Illustrator 26.5 and 27 won’t open on Mac

  • October 19, 2022
  • 2 replies
  • 686 views

No version of Illustrator past 26.4 will open on my MacBook Air. Trying to open the program just results in it immediately crashing on startup. The computer is a 2017 MacBook Air running the latest version of Monterey, 8 GB of RAM, and according to Adobe's program requirements, Illustrator should work fine. I know that my MacBook isn't particularly new or powerful, but every other Adobe program works fine -- Photoshop, Premiere, XD, everything. It's only Illustrator that won't load. I was hoping that the new version 27 would fix the issue with 26.5, but it still crashes on startup, just like before. I've tried uninstalling and reinstalling the program multiple times without success. Has anyone else had this issue? If so, how did you fix it?

This topic has been closed for replies.

2 replies

Srishti_Bali
Legend
October 20, 2022

Hi @gcappuccia

 

Sorry about this experience. I would like to know if the steps suggested by @Bill Silbert helped to resolve the issue. If not, please submit the crash report by following the steps shared here: https://helpx.adobe.com/in/illustrator/kb/crash-next-steps.html  and restart your machine and check again.

While submitting the crash report, please use the same email address with which you are signed in on this community. This will help us find the crash report and help accordingly. 

 

Regards,

Srishti

Bill Silbert
Community Expert
Community Expert
October 20, 2022

Try resetting your Illustrator preferences. This will restore the program to its defaults which hopefully will fix the issue.

To do so on a Mac:

The User Library folder in which InDesign’s preferences are stored is hidden by default on most Macintoshes. To access it make sure that InDesign is closed and click on the desktop to launch a Finder Window (Command-N). With this window in column view follow the path User>Home folder (it’s the folder with an icon that looks like a house—it may have the user’s name rather than “Home”) and click on the Home folder. With the Option Key pressed choose Library from the Finder Go Menu. “Library” will now appear within the Home folder. Within the Library folder find the folder called Preferences and within it find the folder called “Adobe InDesign” and the file called “com.adobe.InDesign.plist” and delete both that folder and that file. When InDesign is next launched it will create new preference files and the program will be restored to its defaults. 

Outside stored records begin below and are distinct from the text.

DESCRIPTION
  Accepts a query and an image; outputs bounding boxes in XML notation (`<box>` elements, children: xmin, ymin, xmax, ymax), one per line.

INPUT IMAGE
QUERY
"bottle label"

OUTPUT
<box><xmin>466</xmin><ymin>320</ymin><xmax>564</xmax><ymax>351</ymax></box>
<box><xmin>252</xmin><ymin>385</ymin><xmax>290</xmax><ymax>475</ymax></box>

The advantage of manually deleting preference files in this manner is that after you’ve reset up the program (make sure that no document window is open) to your liking, you can create copies of your personalized “mint” preference files (make sure that you quit the program before copying them—that finalizes your customization) and use them in the future to replace any corrupt versions you may need to delete.